Section A: Definitions and Concepts (15 Marks)
Answer all questions in this section. Each question carries 5 marks.
1. Learning Paradigms:
Explain the differences between supervised learning, unsupervised learning, and
reinforcement learning. Provide one example for each type.
2. CNNs:
Define Convolutional Neural Networks (CNNs), describe their architecture, and explain
their importance in image processing. Provide a real-world application.
3. Data Preprocessing:
Explain the purpose of data preprocessing in machine learning. Discuss two techniques,
such as normalization and dimensionality reduction, and their impact on model
performance.
Section B: Practical Applications (25 Marks)

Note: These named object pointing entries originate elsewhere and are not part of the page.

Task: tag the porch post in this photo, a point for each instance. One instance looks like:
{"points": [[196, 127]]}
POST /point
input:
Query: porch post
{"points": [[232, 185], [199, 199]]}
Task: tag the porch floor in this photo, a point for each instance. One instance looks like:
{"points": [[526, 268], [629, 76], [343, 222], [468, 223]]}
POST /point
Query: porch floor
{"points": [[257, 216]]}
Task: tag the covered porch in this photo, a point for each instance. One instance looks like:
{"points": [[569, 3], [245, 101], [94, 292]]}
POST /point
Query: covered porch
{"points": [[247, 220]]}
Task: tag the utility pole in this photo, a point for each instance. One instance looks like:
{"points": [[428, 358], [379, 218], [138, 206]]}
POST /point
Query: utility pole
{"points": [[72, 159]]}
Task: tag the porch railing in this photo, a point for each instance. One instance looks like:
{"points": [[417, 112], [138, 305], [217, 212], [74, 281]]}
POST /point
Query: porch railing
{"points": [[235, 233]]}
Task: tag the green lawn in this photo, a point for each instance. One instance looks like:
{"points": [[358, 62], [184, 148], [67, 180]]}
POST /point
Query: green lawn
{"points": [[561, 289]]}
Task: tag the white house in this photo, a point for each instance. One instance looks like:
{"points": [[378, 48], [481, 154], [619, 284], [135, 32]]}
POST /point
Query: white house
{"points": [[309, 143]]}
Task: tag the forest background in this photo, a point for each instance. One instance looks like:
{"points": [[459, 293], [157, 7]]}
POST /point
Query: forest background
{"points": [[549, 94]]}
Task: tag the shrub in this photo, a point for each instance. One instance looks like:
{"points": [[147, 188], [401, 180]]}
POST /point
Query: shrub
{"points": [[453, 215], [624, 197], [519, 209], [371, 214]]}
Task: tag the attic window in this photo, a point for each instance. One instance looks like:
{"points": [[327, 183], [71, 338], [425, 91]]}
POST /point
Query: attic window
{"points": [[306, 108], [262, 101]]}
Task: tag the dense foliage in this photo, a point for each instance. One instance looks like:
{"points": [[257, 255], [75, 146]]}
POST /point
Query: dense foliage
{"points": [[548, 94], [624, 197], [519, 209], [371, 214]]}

Answer all questions in this section. Each question carries 5 marks.
1. Linear Regression Code:
Analyze the following Python code:
```python
from sklearn.linear_model import LinearRegression
import numpy as np
# Data
X = np.array([[1], [2], [3], [4], [5]])
y = np.array([1, 2, 1.3, 3.75, 2.25])
# Model
model = LinearRegression()
model.fit(X, y)
# Prediction
print('Prediction for input 6:', model.predict([[6]]))
```
- Explain each line of the code.
- Calculate the predicted value for input 6 and interpret the result.
2. **Search Algorithms:**
Compare Breadth-First Search (BFS) and Depth-First Search (DFS). For each, provide:
- A brief explanation of how the algorithm works.
- A real-world application where it would be most suitable.